While this puzzlement continues, it begins to rain and for a day, blessing soaks us. We’re breathed through by the smell of warm wet soil – petrichor – and the blossoms of the little pōhutakawa begin to revive, whose stamens were struck and shrivelled mid-furl by strong sun; now they change from dark red of dried blood to fresh crimson. Honeyeaters throw themselves ecstatically through wet leaves, bathing in the droplets gathered there. After the rain a huge, overcast stillness settles throughout the valley, day and night.

One morning Julie finds that the white hen – the one who brooded and hatched her chicks in the orchard among the quolls and snakes – has roosted with the other hens. No sign of her chicks; she has left them to their own devices in the night and now they’re gone. Then the red hen leaves her chicks and, accompanied by the cockerel, seeks out a nest in the manger and begins to lay a late clutch of eggs. Overnight the season turns – sounds of birdsong change in the garden and forest, and the angle of the light changes, and it’s autumn, despite what the calendar says.

The shift prompts me to makes changes too. After I got covid last year, my gut flared with an inflammation that has recurred from time to time throughout my life – usually in response to prolonged anxiety or distress, but in this case, I think mainly due to the inflammatory nature of the virus. I didn’t pay much attention at first, but then the flare went on and on. When I finally realised how much time had passed, I asked for medical help to check it out and made an appointment to see someone with a scope. 

Kind, busy nurses talk me through the procedure and help me get ready, and I sit with a half dozen middle aged and older women like me in the level camaraderie of waiting, all of us wrapped in blankets against the cold of aircon set at a temperature that suits young men. I go into the eclipse of anaesthesia while they look inside my gut and wake full of the wellbeing of the drugs, thinking at first that I’m hearing plovers calling – no – greenfinches – no – it’s the beeping of the machines that watch over me and all the others in the ranked beds of the day surgery theatre, coming round after our gastroscopies, our colonoscopies, our arthroscopies and phlebectomies. 

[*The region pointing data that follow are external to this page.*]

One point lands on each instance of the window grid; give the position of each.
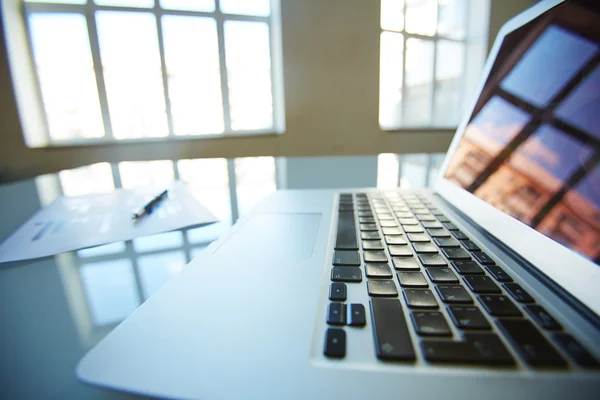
(88, 11)
(435, 38)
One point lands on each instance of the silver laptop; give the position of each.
(486, 287)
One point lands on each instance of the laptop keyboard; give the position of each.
(419, 269)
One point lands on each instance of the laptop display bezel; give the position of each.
(573, 272)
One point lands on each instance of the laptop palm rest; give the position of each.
(282, 236)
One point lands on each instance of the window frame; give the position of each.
(88, 9)
(466, 41)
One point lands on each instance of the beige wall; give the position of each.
(331, 66)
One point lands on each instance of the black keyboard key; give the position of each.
(483, 258)
(477, 348)
(432, 260)
(450, 226)
(406, 263)
(392, 340)
(408, 221)
(441, 275)
(388, 224)
(375, 256)
(446, 242)
(346, 257)
(438, 232)
(499, 306)
(481, 284)
(336, 314)
(372, 245)
(368, 227)
(413, 229)
(378, 270)
(430, 323)
(454, 294)
(518, 293)
(392, 231)
(370, 236)
(395, 240)
(335, 343)
(467, 268)
(346, 274)
(455, 253)
(400, 250)
(459, 235)
(420, 298)
(382, 288)
(426, 247)
(346, 233)
(468, 318)
(357, 315)
(470, 245)
(337, 291)
(573, 348)
(498, 273)
(412, 279)
(530, 343)
(431, 224)
(543, 318)
(418, 237)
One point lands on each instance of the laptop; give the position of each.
(487, 286)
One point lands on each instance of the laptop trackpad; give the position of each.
(274, 236)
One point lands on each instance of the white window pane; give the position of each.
(452, 20)
(192, 62)
(132, 73)
(161, 241)
(57, 1)
(449, 70)
(390, 80)
(189, 5)
(110, 290)
(246, 7)
(157, 269)
(387, 171)
(146, 173)
(421, 16)
(208, 180)
(414, 171)
(105, 249)
(126, 3)
(392, 14)
(95, 178)
(65, 68)
(249, 75)
(419, 82)
(255, 180)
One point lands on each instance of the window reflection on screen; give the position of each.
(532, 146)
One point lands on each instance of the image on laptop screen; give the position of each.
(532, 145)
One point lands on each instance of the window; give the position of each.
(408, 170)
(134, 69)
(425, 45)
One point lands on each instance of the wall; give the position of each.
(331, 71)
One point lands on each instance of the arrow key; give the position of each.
(468, 318)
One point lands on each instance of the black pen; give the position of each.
(149, 206)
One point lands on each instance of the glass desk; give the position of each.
(54, 309)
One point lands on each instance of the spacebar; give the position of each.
(346, 234)
(392, 340)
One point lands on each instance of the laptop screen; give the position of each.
(532, 145)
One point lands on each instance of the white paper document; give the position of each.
(73, 223)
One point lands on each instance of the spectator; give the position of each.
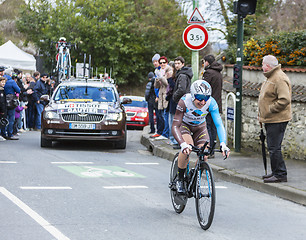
(274, 110)
(150, 98)
(159, 116)
(3, 108)
(161, 83)
(213, 76)
(42, 87)
(183, 79)
(12, 88)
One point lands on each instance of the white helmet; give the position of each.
(200, 90)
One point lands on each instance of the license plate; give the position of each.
(82, 126)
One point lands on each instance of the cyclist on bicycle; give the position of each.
(189, 125)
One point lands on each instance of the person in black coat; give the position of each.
(150, 98)
(213, 76)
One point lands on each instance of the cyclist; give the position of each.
(189, 125)
(61, 42)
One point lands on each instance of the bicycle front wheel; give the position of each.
(205, 196)
(178, 201)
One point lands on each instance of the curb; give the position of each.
(277, 189)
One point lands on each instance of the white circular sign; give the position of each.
(195, 37)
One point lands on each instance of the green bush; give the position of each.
(288, 47)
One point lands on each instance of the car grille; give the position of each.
(77, 117)
(130, 114)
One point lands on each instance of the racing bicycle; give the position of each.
(63, 66)
(199, 183)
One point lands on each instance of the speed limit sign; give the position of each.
(195, 37)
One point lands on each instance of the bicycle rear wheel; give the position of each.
(205, 196)
(178, 201)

The specialist looms over me to say that there’s nothing new happening. I go home. Everything in me wants to rest, and I fast for two or three days and drink concoctions of slippery elm, then gradually add small meals of kefir, broth, buckwheat – they all taste wonderful, and my body gratefully accepts them, calming. My friend M, a naturopath I’ve known for thirty years, sends remedies to accompany these healing foods.

Patterns of wellness and disease are old in each of us – far older than the body that expresses them, passed down directly and indirectly over generations. And dis-ease is not separate from health – the wholeness of us – not something to be repudiated, as if this sympathy with the world that finds a voice in the bodily responses of the little creature were somehow wrong. Though we do everything we can to soothe suffering, whatever we feel, however the body answers is part of our connection within the weave of things. 

Walking, sitting, lying down to sleep, I feel my partnership with the ground – that is, the world – the perfect reciprocity with which it meets me and responds, with which I meet it and respond, touch for touch, weight for weight, the whole of the living web quivering with each shock of fear, love, rage, tenderness, along connections that go deep and subtle, preceding thought. And all of it emerges from, returns to mystery. 

Whether this clenching that comes and goes in my gut is the wave that carries me out or something else rolls me over, ‘it is the heart that kills us in the end,’ as Emmy-Lou Harris says – when the beat of us finally consents to disappear back into the vast reverberation. As it was in the beginning, is now, and ever shall be. Amen.

References
Ellen Bass. ‘The World Has Need of You.’ Like a Beggar. Copper Canyon Press, 2014.
Emmy-Lou Harris. ‘The Pearl.’ Red Dirt Girl. Nonesuch, 2000.
Ellen Kort. ‘Advice to Beginners.’ If I Had My Life to Do Over I’d Pick More Daisies.
        Ed. Sandra Martz. Papier-Mache Press, 2010.